Prove that for every positive integer $n \ge 2$ $$\sum^n_{k=1}k \sqrt{\binom nk}\leq\sqrt{2^{n-1}n^3}$$ I tried it by induction but I didn't know how to end it.

Answer 1

As mentioned in the comments we can get bounds using CS inequality. Here is a tighter bound using CS and appropriately chosen sequences.

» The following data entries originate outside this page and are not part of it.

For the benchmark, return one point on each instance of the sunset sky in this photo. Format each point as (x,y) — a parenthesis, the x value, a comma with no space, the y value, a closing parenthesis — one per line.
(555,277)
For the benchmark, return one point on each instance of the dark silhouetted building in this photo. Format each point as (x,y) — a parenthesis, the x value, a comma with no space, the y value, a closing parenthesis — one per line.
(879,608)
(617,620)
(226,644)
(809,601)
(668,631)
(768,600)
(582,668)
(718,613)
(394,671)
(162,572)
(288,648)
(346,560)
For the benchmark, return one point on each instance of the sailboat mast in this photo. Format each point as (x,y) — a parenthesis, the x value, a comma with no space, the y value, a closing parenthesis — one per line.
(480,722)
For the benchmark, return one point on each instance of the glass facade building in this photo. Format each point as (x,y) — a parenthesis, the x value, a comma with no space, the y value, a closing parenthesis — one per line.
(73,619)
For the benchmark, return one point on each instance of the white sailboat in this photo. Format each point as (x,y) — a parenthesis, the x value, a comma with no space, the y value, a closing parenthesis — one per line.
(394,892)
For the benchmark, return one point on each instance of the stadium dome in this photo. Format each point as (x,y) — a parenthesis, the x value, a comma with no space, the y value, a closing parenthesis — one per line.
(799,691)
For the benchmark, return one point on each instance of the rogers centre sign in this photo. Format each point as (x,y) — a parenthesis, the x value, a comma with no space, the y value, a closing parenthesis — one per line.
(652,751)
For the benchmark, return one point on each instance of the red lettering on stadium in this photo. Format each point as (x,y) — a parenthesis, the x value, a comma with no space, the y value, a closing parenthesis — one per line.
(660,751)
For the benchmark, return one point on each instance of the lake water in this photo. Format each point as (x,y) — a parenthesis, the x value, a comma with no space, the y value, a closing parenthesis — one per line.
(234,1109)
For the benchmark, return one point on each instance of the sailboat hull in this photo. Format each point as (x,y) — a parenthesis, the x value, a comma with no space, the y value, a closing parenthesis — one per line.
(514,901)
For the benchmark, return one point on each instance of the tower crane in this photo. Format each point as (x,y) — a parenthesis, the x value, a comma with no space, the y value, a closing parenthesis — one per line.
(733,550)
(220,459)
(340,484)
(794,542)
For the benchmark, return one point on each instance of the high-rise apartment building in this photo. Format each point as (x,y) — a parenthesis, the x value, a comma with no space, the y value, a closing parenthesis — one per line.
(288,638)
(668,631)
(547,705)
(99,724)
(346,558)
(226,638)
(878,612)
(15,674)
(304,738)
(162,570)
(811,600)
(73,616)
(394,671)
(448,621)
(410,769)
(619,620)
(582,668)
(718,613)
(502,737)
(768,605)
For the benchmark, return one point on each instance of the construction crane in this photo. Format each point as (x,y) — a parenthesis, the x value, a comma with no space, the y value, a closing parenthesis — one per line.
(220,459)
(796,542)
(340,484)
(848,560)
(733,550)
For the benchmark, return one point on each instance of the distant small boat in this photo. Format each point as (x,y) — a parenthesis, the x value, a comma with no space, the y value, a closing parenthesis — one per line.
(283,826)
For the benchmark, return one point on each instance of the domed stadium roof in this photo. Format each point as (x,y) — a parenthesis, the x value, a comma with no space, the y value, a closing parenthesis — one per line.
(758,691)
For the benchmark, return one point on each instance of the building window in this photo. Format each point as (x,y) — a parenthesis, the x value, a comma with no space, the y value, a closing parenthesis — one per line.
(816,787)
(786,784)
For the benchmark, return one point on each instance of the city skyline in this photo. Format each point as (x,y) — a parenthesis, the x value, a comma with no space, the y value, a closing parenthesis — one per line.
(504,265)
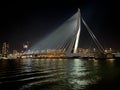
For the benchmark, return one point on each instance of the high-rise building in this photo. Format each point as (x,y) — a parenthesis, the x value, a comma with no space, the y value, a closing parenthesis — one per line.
(5,49)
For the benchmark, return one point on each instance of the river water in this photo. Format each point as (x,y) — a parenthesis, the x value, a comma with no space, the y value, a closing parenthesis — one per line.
(59,74)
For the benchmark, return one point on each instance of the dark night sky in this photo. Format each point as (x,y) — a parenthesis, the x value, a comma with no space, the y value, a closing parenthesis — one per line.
(22,21)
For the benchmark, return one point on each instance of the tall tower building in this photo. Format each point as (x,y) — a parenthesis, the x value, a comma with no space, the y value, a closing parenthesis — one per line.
(5,49)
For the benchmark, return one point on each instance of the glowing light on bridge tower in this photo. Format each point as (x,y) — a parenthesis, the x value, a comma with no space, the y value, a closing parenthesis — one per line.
(78,32)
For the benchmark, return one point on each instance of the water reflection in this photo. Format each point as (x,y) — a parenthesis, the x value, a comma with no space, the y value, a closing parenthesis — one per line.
(59,74)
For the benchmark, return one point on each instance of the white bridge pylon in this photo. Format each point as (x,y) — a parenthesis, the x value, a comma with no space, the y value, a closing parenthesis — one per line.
(78,32)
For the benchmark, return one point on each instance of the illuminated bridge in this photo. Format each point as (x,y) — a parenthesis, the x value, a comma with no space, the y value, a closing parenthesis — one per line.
(63,42)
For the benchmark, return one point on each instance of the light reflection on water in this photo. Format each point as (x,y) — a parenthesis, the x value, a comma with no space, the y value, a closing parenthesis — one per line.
(59,74)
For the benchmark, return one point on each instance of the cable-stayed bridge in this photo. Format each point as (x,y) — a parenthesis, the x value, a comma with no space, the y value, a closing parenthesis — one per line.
(64,41)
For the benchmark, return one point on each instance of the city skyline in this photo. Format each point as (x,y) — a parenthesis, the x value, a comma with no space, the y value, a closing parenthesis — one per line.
(19,25)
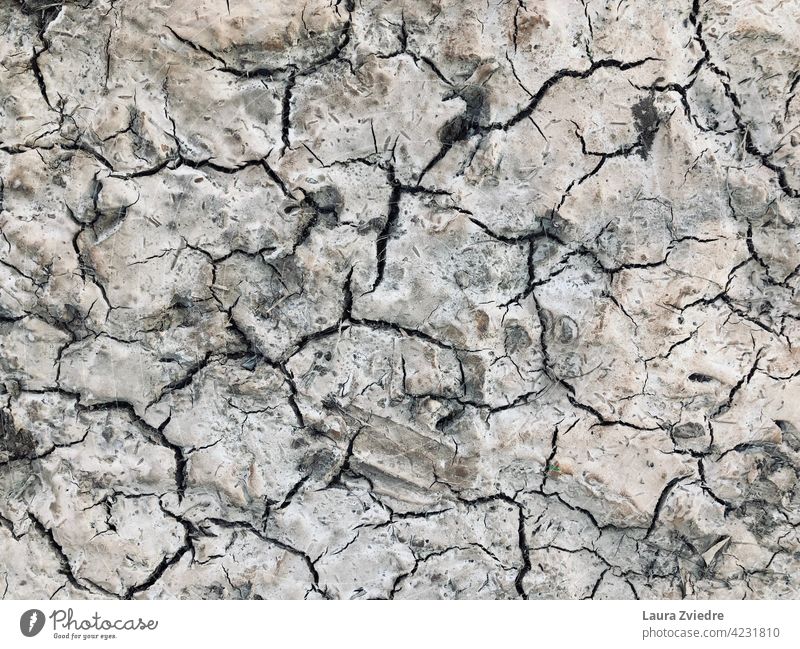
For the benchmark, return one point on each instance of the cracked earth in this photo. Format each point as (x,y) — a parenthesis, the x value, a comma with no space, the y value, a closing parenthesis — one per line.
(399,299)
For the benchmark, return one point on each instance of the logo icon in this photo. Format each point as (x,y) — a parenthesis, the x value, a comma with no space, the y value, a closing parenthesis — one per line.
(31,622)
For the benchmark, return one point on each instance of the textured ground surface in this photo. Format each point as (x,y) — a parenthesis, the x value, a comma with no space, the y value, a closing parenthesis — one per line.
(401,298)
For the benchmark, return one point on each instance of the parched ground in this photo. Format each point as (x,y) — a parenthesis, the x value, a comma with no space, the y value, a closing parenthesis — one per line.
(399,299)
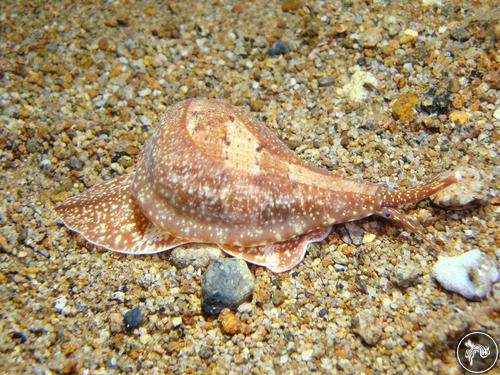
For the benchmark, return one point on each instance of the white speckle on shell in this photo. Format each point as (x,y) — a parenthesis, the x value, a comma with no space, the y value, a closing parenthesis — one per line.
(469,187)
(470,274)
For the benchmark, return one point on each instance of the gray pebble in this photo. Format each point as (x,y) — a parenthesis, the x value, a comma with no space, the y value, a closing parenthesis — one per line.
(133,318)
(352,234)
(227,283)
(279,47)
(367,326)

First note that: $$\sum_{k=0}^n\binom{n}{k}x^k = (1+x)^n \implies \sum_{k=0}^nk \binom{n}{k}x^k = x\frac{d}{dx}(1+x)^n = n x(1+x)^{n-1}$$

$$\implies \sum_{k=1}^nk \binom{n}{k} = n 2^{n-1} $$

Now by CS inequality: $$\left(\sum_{k=1}^nk \right) \cdot \left(\sum_{k=1}^nk \binom{n}{k}\right) \ge \left(\sum_{k=1}^n k \sqrt{\binom{n}k} \right)^2$$ $$\implies \frac{n(n+1)}2\cdot n 2^{n-1} \ge \left(\sum_{k=1}^n k \sqrt{\binom{n}k} \right)^2 \implies \sum_{k=1}^n k \sqrt{\binom{n}k} \le n 2^{n/2-1} \sqrt{n+1}$$

P.S. That this bound is tighter than your RHS is easily shown: $$n 2^{n/2-1} \sqrt{n+1} \le \sqrt{2^{n-1}n^3} \iff n+1 \le 2n \iff n \ge 1$$